Per il momento non si può che tenere conto dei dati forniti dai sondaggi. Sommiamo dunque il 26% del Pd col 6% di Sel. Col premio di maggioranza del Porcellum del 15% (se rimane) si arriva al 47%. Non ci siamo ancora. Il Pd dovrebbe dunque allearsi con Beppe Grillo, anche per non averlo all’opposizione. E qui viene il bello. Se già l’unione con Sinistra e Libertà può far pensare al peggio, l’alleanza con i grillini potrebbe costituire la resa totale alla cultura dello sfascismo, dell’improvvisazione, della demagogia di piazza e del giacobinismo di borgata. Ecco perché si parlava di buone notizie: perché un simile governo produrrebbe guasti tanto grandi e tanto veloci da costituire quel lavacro dei cervelli di cui gli italiani hanno urgente bisogno.
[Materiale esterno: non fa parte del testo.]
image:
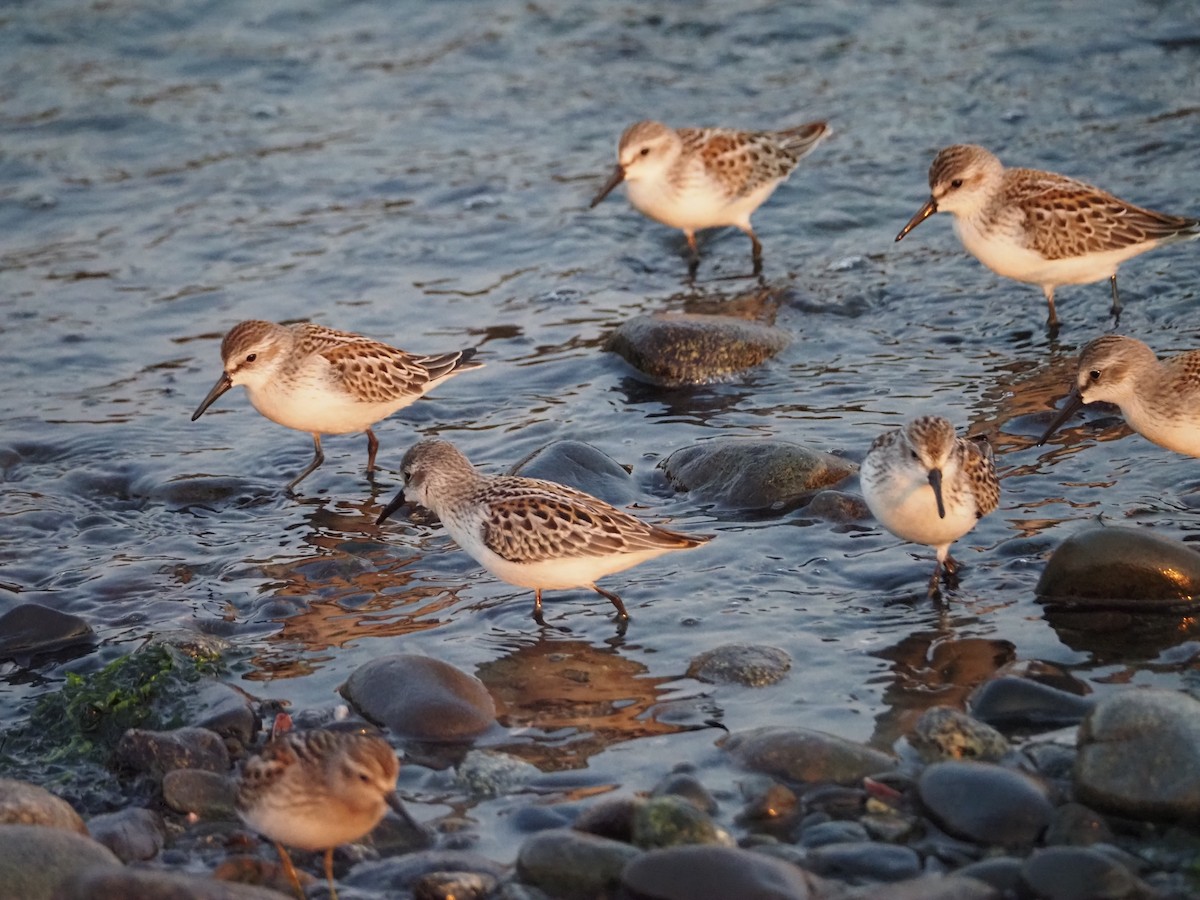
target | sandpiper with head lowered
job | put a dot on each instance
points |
(1039, 227)
(529, 532)
(327, 382)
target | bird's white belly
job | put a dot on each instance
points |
(1006, 257)
(909, 509)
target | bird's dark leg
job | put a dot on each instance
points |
(317, 460)
(372, 449)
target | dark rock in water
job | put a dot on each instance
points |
(37, 861)
(454, 886)
(804, 755)
(30, 629)
(421, 699)
(670, 821)
(1079, 874)
(861, 862)
(985, 803)
(573, 865)
(581, 466)
(749, 665)
(131, 883)
(209, 795)
(689, 787)
(946, 733)
(160, 751)
(22, 803)
(715, 874)
(611, 817)
(748, 473)
(1012, 702)
(1075, 825)
(1139, 754)
(133, 834)
(679, 349)
(931, 887)
(402, 873)
(1125, 567)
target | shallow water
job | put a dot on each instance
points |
(420, 173)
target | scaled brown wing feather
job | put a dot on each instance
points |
(564, 523)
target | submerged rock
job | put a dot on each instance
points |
(749, 473)
(984, 803)
(803, 755)
(1123, 565)
(22, 803)
(946, 733)
(678, 349)
(581, 466)
(1139, 754)
(701, 873)
(749, 665)
(421, 699)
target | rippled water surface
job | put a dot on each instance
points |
(420, 173)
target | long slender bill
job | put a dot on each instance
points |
(220, 388)
(396, 503)
(1074, 401)
(924, 213)
(617, 177)
(935, 481)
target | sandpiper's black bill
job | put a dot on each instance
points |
(924, 213)
(617, 177)
(935, 481)
(396, 503)
(1074, 401)
(220, 388)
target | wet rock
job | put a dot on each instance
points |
(670, 821)
(22, 803)
(611, 819)
(209, 795)
(749, 473)
(1128, 565)
(583, 467)
(30, 629)
(1011, 702)
(402, 873)
(715, 874)
(420, 699)
(678, 349)
(1079, 874)
(1157, 729)
(36, 861)
(931, 887)
(946, 733)
(1079, 826)
(985, 803)
(687, 786)
(490, 773)
(133, 834)
(454, 886)
(804, 755)
(749, 665)
(151, 885)
(573, 865)
(859, 862)
(838, 507)
(161, 751)
(835, 832)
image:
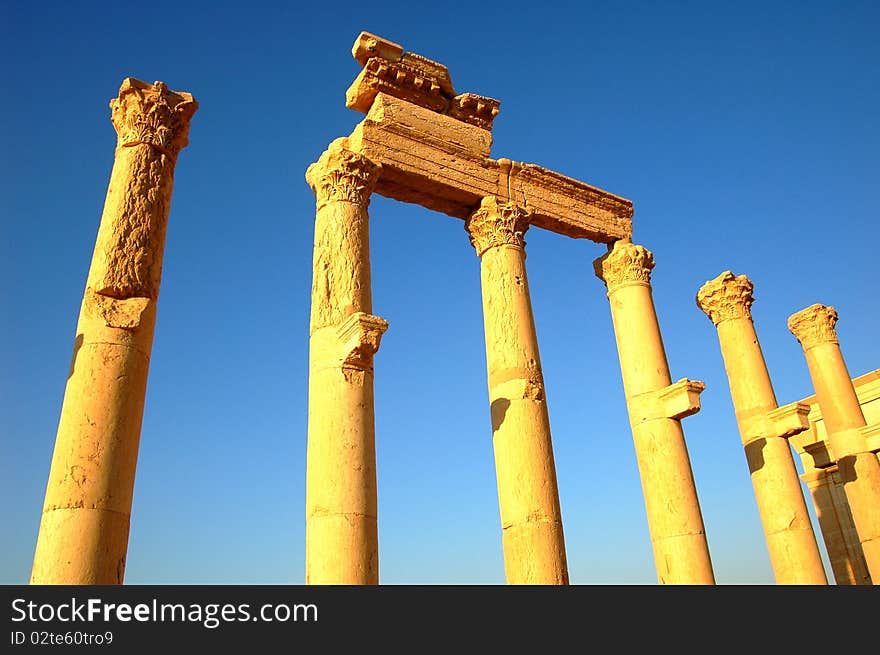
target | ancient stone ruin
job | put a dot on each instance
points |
(422, 142)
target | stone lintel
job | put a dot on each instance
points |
(677, 401)
(782, 422)
(814, 445)
(442, 164)
(872, 437)
(387, 69)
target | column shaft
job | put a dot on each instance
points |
(678, 537)
(341, 503)
(528, 497)
(791, 542)
(83, 537)
(859, 468)
(838, 531)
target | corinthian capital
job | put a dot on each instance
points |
(726, 297)
(342, 175)
(814, 325)
(497, 224)
(624, 263)
(152, 114)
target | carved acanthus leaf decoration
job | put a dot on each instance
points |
(152, 114)
(342, 175)
(814, 325)
(624, 263)
(726, 297)
(497, 224)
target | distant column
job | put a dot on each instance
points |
(531, 520)
(764, 428)
(83, 537)
(342, 544)
(656, 407)
(858, 467)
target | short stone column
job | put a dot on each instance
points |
(83, 536)
(656, 407)
(764, 428)
(858, 466)
(531, 520)
(342, 544)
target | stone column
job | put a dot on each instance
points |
(531, 520)
(83, 535)
(838, 530)
(342, 544)
(764, 428)
(858, 467)
(656, 407)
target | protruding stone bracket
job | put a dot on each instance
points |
(872, 437)
(821, 454)
(782, 422)
(852, 441)
(359, 336)
(828, 452)
(122, 313)
(677, 401)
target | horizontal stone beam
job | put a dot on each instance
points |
(443, 164)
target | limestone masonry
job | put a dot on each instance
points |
(422, 142)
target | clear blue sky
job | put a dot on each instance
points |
(745, 134)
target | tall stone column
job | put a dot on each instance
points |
(656, 407)
(764, 428)
(528, 497)
(858, 467)
(838, 530)
(83, 537)
(342, 544)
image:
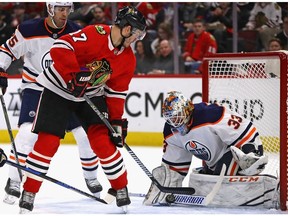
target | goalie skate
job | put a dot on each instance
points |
(26, 202)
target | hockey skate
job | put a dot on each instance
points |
(12, 190)
(94, 186)
(122, 198)
(26, 202)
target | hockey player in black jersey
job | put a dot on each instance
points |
(33, 40)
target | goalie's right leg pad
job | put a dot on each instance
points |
(167, 178)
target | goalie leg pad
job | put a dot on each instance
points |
(248, 191)
(167, 178)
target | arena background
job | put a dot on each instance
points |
(142, 108)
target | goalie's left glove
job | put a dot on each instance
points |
(120, 126)
(3, 158)
(251, 164)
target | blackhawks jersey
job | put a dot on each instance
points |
(214, 129)
(91, 49)
(32, 40)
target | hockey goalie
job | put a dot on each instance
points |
(216, 136)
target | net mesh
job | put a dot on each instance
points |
(251, 87)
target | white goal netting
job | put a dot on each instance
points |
(250, 85)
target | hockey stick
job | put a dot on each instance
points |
(198, 200)
(10, 131)
(62, 184)
(174, 190)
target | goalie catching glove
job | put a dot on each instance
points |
(78, 84)
(120, 127)
(3, 158)
(251, 164)
(3, 80)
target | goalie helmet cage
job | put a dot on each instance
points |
(255, 86)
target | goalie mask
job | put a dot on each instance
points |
(177, 111)
(131, 16)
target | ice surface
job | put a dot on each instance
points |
(65, 167)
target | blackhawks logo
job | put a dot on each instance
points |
(100, 29)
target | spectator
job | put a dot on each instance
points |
(274, 45)
(199, 43)
(99, 16)
(150, 11)
(164, 32)
(19, 15)
(164, 64)
(144, 57)
(283, 35)
(187, 12)
(266, 18)
(220, 24)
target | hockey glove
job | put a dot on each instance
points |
(3, 158)
(3, 80)
(120, 126)
(78, 84)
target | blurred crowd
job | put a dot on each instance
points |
(202, 28)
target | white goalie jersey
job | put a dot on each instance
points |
(214, 129)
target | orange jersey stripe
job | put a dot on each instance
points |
(14, 159)
(28, 77)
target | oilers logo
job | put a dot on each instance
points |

Nel momento in cui fossimo usciti dall’euro, avessimo azzerato i risparmi di tutti, avessimo un’inflazione galoppante, una disoccupazione mostruosa, una recessione che ci farebbe parlare non di una “pudica riduzione dei consumi” ma di semplice “fame”, molti finalmente imparerebbero che il peggio non è come la temperatura, che ad un certo punto incontra lo zero assoluto. Il peggio non ha uno zero. E certo questo zero non è stato né la Democrazia Cristiana, né Berlusconi né Prodi o D’Alema.
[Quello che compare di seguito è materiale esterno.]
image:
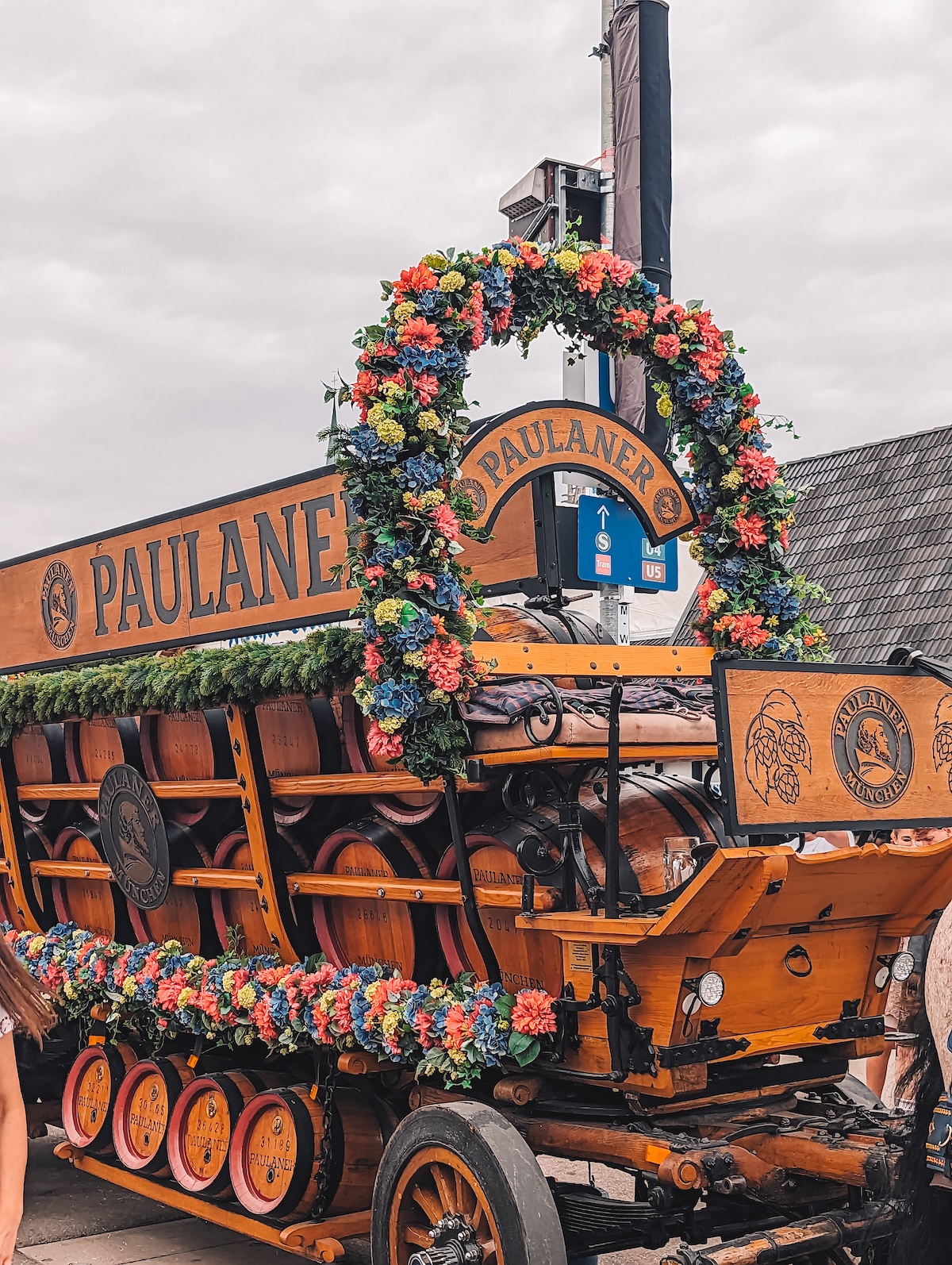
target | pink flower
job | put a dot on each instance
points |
(668, 347)
(390, 745)
(750, 529)
(532, 1012)
(758, 470)
(447, 521)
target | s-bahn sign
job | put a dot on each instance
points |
(262, 560)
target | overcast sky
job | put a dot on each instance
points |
(198, 200)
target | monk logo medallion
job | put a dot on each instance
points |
(873, 747)
(134, 836)
(668, 506)
(57, 601)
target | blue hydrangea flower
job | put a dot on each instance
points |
(496, 287)
(417, 634)
(731, 372)
(421, 473)
(447, 591)
(367, 445)
(398, 698)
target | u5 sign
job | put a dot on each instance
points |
(613, 548)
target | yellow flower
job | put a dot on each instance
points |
(568, 262)
(391, 432)
(389, 611)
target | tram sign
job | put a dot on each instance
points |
(613, 548)
(821, 745)
(263, 559)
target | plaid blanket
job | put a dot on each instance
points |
(506, 704)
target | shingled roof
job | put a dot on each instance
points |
(875, 530)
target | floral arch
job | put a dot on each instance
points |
(401, 464)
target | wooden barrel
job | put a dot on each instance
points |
(202, 1126)
(186, 913)
(234, 907)
(93, 747)
(276, 1152)
(142, 1111)
(553, 624)
(650, 811)
(302, 736)
(94, 903)
(40, 757)
(90, 1094)
(528, 959)
(406, 809)
(189, 747)
(38, 849)
(363, 930)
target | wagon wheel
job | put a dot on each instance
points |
(458, 1184)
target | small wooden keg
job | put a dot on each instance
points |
(94, 903)
(186, 913)
(276, 1152)
(366, 930)
(142, 1112)
(301, 736)
(234, 907)
(407, 807)
(202, 1122)
(189, 747)
(90, 1094)
(40, 757)
(93, 747)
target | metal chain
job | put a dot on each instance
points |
(326, 1084)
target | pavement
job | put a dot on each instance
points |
(72, 1218)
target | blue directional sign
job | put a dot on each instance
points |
(613, 548)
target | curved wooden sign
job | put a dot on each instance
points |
(261, 560)
(538, 439)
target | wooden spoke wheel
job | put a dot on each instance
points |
(458, 1186)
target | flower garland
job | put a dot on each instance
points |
(401, 462)
(451, 1030)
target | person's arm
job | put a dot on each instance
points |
(13, 1150)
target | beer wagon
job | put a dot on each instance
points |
(708, 986)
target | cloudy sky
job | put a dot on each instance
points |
(198, 202)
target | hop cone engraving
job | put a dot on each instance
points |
(788, 786)
(793, 744)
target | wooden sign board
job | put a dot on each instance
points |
(262, 560)
(807, 747)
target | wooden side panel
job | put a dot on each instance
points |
(812, 747)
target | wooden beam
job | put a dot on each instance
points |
(317, 1240)
(600, 660)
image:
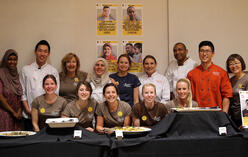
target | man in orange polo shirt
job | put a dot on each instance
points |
(211, 86)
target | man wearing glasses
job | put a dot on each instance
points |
(210, 83)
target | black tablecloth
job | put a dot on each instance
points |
(178, 134)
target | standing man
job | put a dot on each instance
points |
(31, 77)
(180, 67)
(211, 86)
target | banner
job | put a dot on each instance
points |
(106, 19)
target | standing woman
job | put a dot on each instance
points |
(98, 78)
(108, 52)
(152, 76)
(148, 112)
(70, 76)
(184, 95)
(83, 107)
(10, 93)
(128, 84)
(48, 105)
(236, 65)
(112, 112)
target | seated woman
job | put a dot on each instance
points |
(48, 105)
(184, 95)
(108, 52)
(148, 112)
(236, 65)
(98, 78)
(112, 112)
(70, 76)
(151, 76)
(10, 93)
(127, 83)
(83, 107)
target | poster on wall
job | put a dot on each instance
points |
(244, 107)
(108, 50)
(132, 19)
(134, 50)
(106, 19)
Noi italiani dobbiamo ancora imparare che “chiedere”, anche se si pestano i piedi o si sfila per le strade, non significa sempre “ottenere”. Che l’aritmetica è più forte della politica. Che non sempre si riesce ad intimidire il prossimo con uno sciopero e soprattutto che nessun pasto è gratis, come diceva Milton Friedman. Questa grande, vera, devastante crisi economica senza precedenti e senza paracadute ci insegnerebbe che non è scritto da nessuna parte che tutti dobbiamo avere tutto; che la nostra è una nazione povera di risorse naturali che deve importare parecchio e che per questo deve lavorare duro, magari guadagnando poco. Che gli emigranti che partivano per la “Merica” con solo una valigia non erano degli alieni o dei pazzi: era soltanto gente che, prima di noi, ha saputo che cos’è il bisogno del pane. Non del companatico: del pane.
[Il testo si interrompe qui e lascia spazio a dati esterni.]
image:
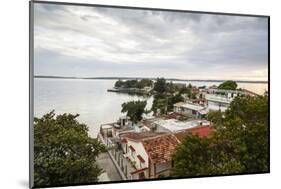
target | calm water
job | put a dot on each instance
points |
(91, 100)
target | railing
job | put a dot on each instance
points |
(218, 98)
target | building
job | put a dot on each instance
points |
(173, 125)
(215, 102)
(190, 109)
(148, 154)
(201, 131)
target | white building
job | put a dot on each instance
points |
(190, 109)
(217, 102)
(173, 125)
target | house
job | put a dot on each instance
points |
(190, 109)
(173, 125)
(148, 154)
(217, 102)
(201, 131)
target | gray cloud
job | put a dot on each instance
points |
(96, 41)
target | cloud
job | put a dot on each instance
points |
(148, 43)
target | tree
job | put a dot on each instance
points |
(63, 151)
(134, 110)
(160, 85)
(238, 144)
(228, 85)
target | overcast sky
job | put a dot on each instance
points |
(95, 41)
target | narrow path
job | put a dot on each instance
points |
(111, 173)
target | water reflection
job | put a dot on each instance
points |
(91, 100)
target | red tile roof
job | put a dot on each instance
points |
(202, 131)
(139, 171)
(132, 148)
(161, 148)
(140, 158)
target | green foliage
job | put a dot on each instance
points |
(160, 85)
(239, 143)
(63, 151)
(134, 110)
(228, 85)
(185, 90)
(134, 83)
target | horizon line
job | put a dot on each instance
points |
(152, 78)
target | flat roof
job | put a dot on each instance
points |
(193, 106)
(175, 125)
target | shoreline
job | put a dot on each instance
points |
(137, 78)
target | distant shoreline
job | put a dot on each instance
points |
(130, 78)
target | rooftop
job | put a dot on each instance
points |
(202, 131)
(193, 106)
(141, 135)
(161, 148)
(176, 125)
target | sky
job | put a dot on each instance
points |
(112, 42)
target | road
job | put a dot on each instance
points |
(111, 173)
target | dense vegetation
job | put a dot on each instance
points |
(134, 110)
(166, 94)
(239, 143)
(63, 151)
(134, 83)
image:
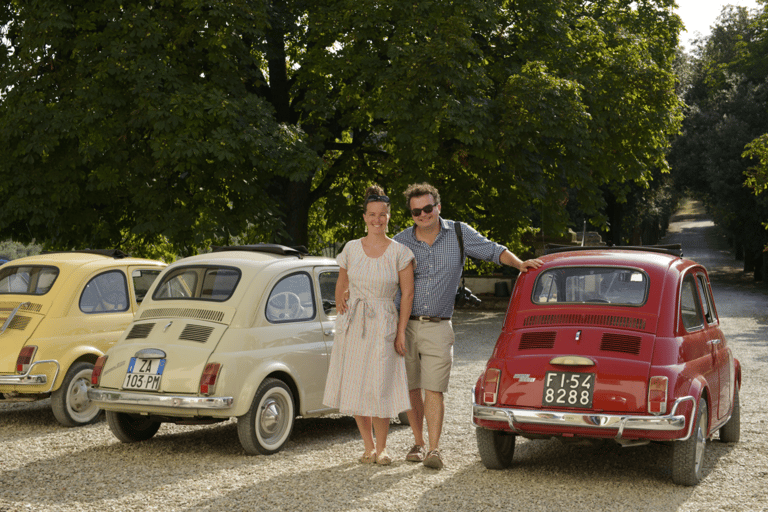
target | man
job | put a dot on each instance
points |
(429, 334)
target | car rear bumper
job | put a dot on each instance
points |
(28, 379)
(568, 420)
(171, 402)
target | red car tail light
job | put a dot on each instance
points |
(97, 369)
(208, 379)
(25, 358)
(491, 386)
(657, 395)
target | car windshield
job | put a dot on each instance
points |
(203, 283)
(29, 280)
(591, 285)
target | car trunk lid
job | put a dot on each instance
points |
(18, 320)
(551, 367)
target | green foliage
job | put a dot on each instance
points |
(725, 124)
(11, 250)
(191, 123)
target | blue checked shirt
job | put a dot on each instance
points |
(438, 269)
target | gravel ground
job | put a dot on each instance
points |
(44, 466)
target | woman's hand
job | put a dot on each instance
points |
(400, 343)
(341, 306)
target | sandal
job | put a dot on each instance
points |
(383, 459)
(369, 457)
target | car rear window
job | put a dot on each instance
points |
(581, 285)
(203, 283)
(27, 280)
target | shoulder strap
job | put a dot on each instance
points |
(460, 237)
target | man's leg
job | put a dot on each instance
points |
(434, 411)
(416, 417)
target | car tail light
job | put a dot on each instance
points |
(97, 369)
(25, 358)
(208, 379)
(657, 395)
(491, 386)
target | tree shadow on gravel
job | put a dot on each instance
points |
(549, 475)
(167, 460)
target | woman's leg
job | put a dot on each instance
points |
(364, 425)
(381, 427)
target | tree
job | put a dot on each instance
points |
(194, 122)
(727, 100)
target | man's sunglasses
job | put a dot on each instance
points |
(427, 209)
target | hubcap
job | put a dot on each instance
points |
(270, 416)
(81, 408)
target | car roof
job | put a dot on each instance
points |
(648, 258)
(74, 259)
(234, 256)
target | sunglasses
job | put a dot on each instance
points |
(374, 198)
(427, 209)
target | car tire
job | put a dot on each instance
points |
(731, 431)
(268, 424)
(496, 447)
(688, 455)
(131, 428)
(70, 403)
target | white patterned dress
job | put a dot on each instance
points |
(366, 376)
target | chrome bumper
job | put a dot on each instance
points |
(169, 401)
(27, 379)
(671, 421)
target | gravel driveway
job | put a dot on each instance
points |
(44, 466)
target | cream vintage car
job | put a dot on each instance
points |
(242, 332)
(58, 313)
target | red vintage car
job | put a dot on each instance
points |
(619, 343)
E non sarebbe l’unico vantaggio. Forse sarebbe addirittura una benedizione per il mondo. L’Italia farebbe scoppiare l’euro e probabilmente anche l’Unione Europea; farebbe comprendere a tutti che non ci si può indebitare indefinitamente perché alla fine la realtà presenta il conto; farebbe vedere che il modello di produzione occidentale, con mille garanzie giuridiche, sindacali, sociali e previdenziali, è un modello che non ci possiamo permettere; che uno Stato di sessanta milioni di abitanti non può avere uno sterminato esercito di dipendenti statali e di sanguisughe politiche, e tante altre cose ancora.
Speriamo vivamente che Grillo determini la politica italiana ed europea. I saggi e coltissimi iperspecialisti dell’economia ci hanno condotto al disastro ed ora è tempo che si torni all’età della pietra per riscoprire nuovi maestri capaci di spiegarci, senza neppure citare Adam Smith, arcani principi economici del tipo: “chi non lavora non mangia”, “se non ti prendi cura di te stesso puoi morire come un cane”, “la società non ti deve nulla” e infine che “l’uguaglianza, oltre ad essere contraria alla natura, è una balla inventata dagli inferiori”.